And I woke up alone. DH slept in the spare room. We’ve been together nearly 25 years. He’s 7 years older than me and it’s really starting to show. We went out for dinner and came home for a really lovely pudding I’ve been made. He sat there while I cleared the table to get crockery out. I said can’t you at least get the cutlery! No I’ve had too much to drink to think about that sorry.
recently I’ve been away for work which is unusual, he’s away most weeks. Thought he’d miss me. He didn't. I got home and I didn’t get out the car before he said get off the drive so we can switch cars around. I got my bags in alone in the rain. He will provide what mumsnet calls maintenance sex and when the gender roles are reversed men are called sex pests because I’ve tried to tell him how that intimacy is important to me.

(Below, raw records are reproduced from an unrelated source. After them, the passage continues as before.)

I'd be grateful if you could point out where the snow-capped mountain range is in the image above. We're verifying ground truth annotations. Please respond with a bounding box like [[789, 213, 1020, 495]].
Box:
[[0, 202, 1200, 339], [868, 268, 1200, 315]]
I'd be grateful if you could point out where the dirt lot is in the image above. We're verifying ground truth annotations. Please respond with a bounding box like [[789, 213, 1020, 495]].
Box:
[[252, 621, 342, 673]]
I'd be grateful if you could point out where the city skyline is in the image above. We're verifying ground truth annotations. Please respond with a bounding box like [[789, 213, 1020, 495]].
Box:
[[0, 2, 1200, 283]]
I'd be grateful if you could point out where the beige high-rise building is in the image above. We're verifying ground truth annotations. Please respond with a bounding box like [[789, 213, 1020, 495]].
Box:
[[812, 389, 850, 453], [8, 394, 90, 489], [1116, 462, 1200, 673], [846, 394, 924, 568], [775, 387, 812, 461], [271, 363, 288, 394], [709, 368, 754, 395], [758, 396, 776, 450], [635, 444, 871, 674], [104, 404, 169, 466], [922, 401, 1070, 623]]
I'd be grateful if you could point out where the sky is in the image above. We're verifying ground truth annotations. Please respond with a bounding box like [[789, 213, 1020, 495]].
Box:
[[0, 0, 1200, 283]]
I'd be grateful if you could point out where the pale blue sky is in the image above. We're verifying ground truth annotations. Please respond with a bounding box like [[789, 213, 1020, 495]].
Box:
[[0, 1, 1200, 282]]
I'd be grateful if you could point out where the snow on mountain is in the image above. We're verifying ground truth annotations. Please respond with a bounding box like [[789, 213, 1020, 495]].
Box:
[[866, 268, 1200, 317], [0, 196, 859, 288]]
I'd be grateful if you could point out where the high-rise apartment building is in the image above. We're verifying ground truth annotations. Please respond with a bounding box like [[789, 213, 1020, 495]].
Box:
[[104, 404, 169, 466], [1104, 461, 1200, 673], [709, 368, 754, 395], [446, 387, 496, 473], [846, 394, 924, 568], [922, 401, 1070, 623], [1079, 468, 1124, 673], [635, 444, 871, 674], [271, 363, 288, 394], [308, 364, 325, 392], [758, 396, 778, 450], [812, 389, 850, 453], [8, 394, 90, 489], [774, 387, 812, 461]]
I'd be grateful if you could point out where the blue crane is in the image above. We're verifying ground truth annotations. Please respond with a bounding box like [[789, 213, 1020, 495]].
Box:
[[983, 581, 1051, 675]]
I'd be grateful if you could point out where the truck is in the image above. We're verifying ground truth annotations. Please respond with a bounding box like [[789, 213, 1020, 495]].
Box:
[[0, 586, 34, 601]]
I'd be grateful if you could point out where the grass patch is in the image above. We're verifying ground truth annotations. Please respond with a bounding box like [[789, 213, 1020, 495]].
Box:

I think I want to divorce but I’m scared to date again and whilst I’m super comfortable alone I’d like to feel attractive. Things have changed so much! . I’ve told him why I'm so upset. Once a month isn’t enough for me. I feel frumpy and unloved. TMI but he won’t have sex while I’m on my period. I’ve offered oral and he said no thanks which feels a bit of a kick in the teeth as he’d never previously pass it up!
We get to crisis point where I feel brave enough to end it and then he changes for a while but that in hindsight feels like he’s just providing a bit of top up maintenance so as to avoid having to live alone again.
The truth is I’m not the young attractive woman he first met and he no longer feels like making an effort. But he’s still supposed to love me. he has never been outwardly attractive. Always to me though! when we first met I was really young and thin. It’s the Wrinkles, excess hip fat and general tiredness from my stressful job and being older now than I was (obviously) that seems to turn him off.
Nothing else other than finances tie us together which could easily be separated. I’m financially self sufficient.
I told my mum how upset I was. What was happening that even though it’s just us at home I do 80% of the work and I was tired and thinking of divorce. She told me to go the dr to get some antidepressants!
sorry for the long post. Tell me your stories of it working out once you went it alone! I know it needs to happen but I’m afraid!